Une Bible épaisse, à reliure bleue et blanche, prend sa
place au milieu des étagères près de la table. Un livre d’hymnes et de psaumes
est ouvert sur un grand harmonium. A la télévision, le programme est
néerlandais. C’est une pièce qui, par son confort et sa sobriété, se relie aux
intérieurs vus dans les tableaux des peintres des Pays Bas, sauf que, au lieu
de voir un jardinet ou une rue à travers les fenêtres, il y a l’Aisne qui coule
autour.
Meneer
(Monsieur) et Mevrouw (Madame) Voerman, Kasper et Maya, se déplacent sur une
péniche de 25 mètres de long, amarrée depuis quelques jours à Soissons. Ce
sont des mariniers, maintenant en retraite, mais qui n’ont pas cessé de voyager
pour autant. Maya est même née sur une péniche, alors que la mère de Kasper
avait débarqué à temps chez ses parents.
Ils
visitent Soissons pour la troisième fois, pour s’y approvisionner, et parce
qu’ils trouvent les alentours « prettig »,
c'est-à-dire « agréables ».
La prochaine escale sera Compiègne, puis ils rentreront chez eux par la
Belgique. Autrefois ils sont allés jusqu’à Prague, et ont même atteint la
Méditerranée. Leur voiture est garée sur le pont avant, pour des virées
occasionnelles à terre. « En hiver
nous nous fixons à Zwartsluis, près de Zwolle aux Pays Bas, mais nous habitons
toujours la péniche. »
Converser
avec eux est laborieux, car ils ne parlent que le néerlandais. Mais ils n’ont
aucune réticence à communiquer franchement, sans emphase, sans s’exciter. Après
tout, ne vivent‑ils pas depuis toujours dans le mouvement lent des grandes
voies d’eau d’Europe, qu’ils descendent ou remontent dans le respect des
courants ? Ils en ont acquis une sérénité à l’épreuve des énervements du
quotidien.
« Nous
sommes protestants. » dit Maya. Aux Pays Bas, le protestantisme,
religion majoritaire, implique une attention soutenue aux préceptes bibliques,
une préoccupation avec les questions morales. Chacun doit assumer la
responsabilité de sa relation avec Dieu, sans intermédiaire. Cela crée au mieux
un comportement marqué d’une grande droiture, au pire une rigidité d’esprit.

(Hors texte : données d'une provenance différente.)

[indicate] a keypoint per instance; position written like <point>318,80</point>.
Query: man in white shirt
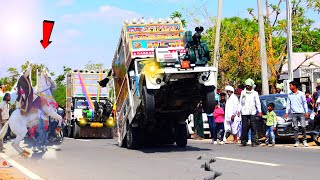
<point>4,114</point>
<point>248,108</point>
<point>232,106</point>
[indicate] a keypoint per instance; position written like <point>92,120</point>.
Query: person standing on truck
<point>248,108</point>
<point>297,106</point>
<point>198,122</point>
<point>230,113</point>
<point>4,116</point>
<point>218,114</point>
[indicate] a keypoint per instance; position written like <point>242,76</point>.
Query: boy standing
<point>297,106</point>
<point>271,125</point>
<point>218,115</point>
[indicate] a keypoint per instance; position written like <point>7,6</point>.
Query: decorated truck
<point>160,74</point>
<point>88,108</point>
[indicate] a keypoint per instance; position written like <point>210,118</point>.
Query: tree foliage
<point>239,50</point>
<point>179,15</point>
<point>305,39</point>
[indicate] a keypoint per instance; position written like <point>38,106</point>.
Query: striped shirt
<point>297,103</point>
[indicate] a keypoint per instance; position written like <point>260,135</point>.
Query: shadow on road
<point>170,148</point>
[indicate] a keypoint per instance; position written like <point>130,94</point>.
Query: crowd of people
<point>237,112</point>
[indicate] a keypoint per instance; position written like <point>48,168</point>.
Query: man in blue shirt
<point>297,105</point>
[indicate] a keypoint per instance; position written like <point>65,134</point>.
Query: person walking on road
<point>297,106</point>
<point>218,114</point>
<point>4,116</point>
<point>271,125</point>
<point>198,122</point>
<point>231,110</point>
<point>212,125</point>
<point>248,108</point>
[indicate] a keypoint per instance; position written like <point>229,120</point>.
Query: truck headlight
<point>281,120</point>
<point>150,69</point>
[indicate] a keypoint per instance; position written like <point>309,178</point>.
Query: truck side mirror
<point>131,73</point>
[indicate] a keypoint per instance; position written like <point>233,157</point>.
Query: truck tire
<point>181,135</point>
<point>76,131</point>
<point>148,104</point>
<point>209,100</point>
<point>132,137</point>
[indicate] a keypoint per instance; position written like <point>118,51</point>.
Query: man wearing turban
<point>26,94</point>
<point>248,107</point>
<point>279,88</point>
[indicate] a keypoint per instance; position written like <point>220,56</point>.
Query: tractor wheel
<point>148,104</point>
<point>132,137</point>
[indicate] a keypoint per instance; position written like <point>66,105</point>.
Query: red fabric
<point>32,131</point>
<point>218,115</point>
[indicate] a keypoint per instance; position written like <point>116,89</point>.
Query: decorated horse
<point>20,122</point>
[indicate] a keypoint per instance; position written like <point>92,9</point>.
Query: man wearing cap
<point>231,109</point>
<point>248,108</point>
<point>297,106</point>
<point>279,88</point>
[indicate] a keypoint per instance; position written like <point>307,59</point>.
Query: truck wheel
<point>132,137</point>
<point>209,100</point>
<point>76,131</point>
<point>148,104</point>
<point>181,135</point>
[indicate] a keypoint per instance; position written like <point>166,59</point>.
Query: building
<point>306,69</point>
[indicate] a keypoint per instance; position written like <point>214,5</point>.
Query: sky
<point>85,30</point>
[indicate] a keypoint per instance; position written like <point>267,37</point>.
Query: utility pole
<point>216,55</point>
<point>289,41</point>
<point>263,54</point>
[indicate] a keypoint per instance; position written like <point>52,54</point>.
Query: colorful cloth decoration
<point>86,93</point>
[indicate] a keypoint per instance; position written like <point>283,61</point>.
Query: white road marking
<point>24,170</point>
<point>249,161</point>
<point>84,140</point>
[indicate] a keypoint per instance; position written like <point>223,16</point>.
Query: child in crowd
<point>271,125</point>
<point>42,135</point>
<point>218,114</point>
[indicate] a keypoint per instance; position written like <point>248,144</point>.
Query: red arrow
<point>47,30</point>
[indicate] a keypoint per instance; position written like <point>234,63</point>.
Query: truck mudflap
<point>89,132</point>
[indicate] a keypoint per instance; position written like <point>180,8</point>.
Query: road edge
<point>22,169</point>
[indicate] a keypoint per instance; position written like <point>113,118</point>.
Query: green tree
<point>179,15</point>
<point>239,51</point>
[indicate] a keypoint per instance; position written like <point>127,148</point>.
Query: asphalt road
<point>102,159</point>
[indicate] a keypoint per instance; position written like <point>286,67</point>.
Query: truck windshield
<point>82,104</point>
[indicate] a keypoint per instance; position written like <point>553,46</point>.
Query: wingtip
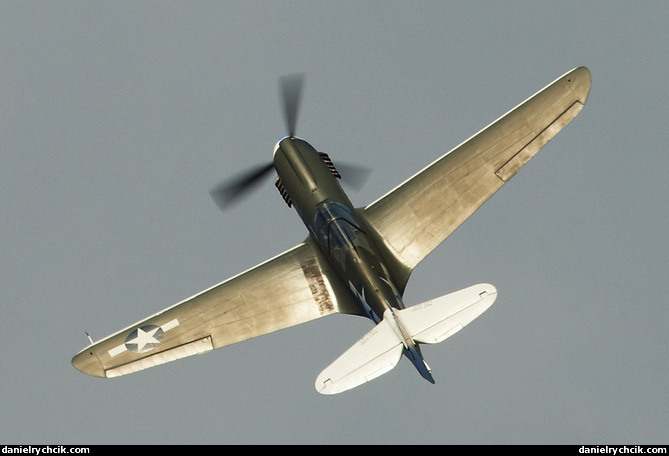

« Nous appartenons à la plus sévère
des deux églises réformées, la « Gereformeerde ». Le sourire de
Maya en l’admettant n’a pourtant rien d’austère.
« Immanuel » veut dire « Dieu
auprès de nous ». C’est le nom gravé sur l’avant de la péniche. « J’ai eu neuf bateaux, et tous ont porté le
même nom. » explique Kasper.
Ce qui
rendrait jaloux les vacanciers s’arrachant les bras à traîner leurs valises,
qui dorment mal sur un matelas trop mou ou trop dur, à qui il manque les petits
conforts de leur maison, c’est que Kasper et Maya Voerman voyagent pendant des
mois sans avoir à partir de chez eux. Ils lâchent les amarres, et leur maison
sur l’eau les accompagne jusqu’à dans les contrées les plus étranges.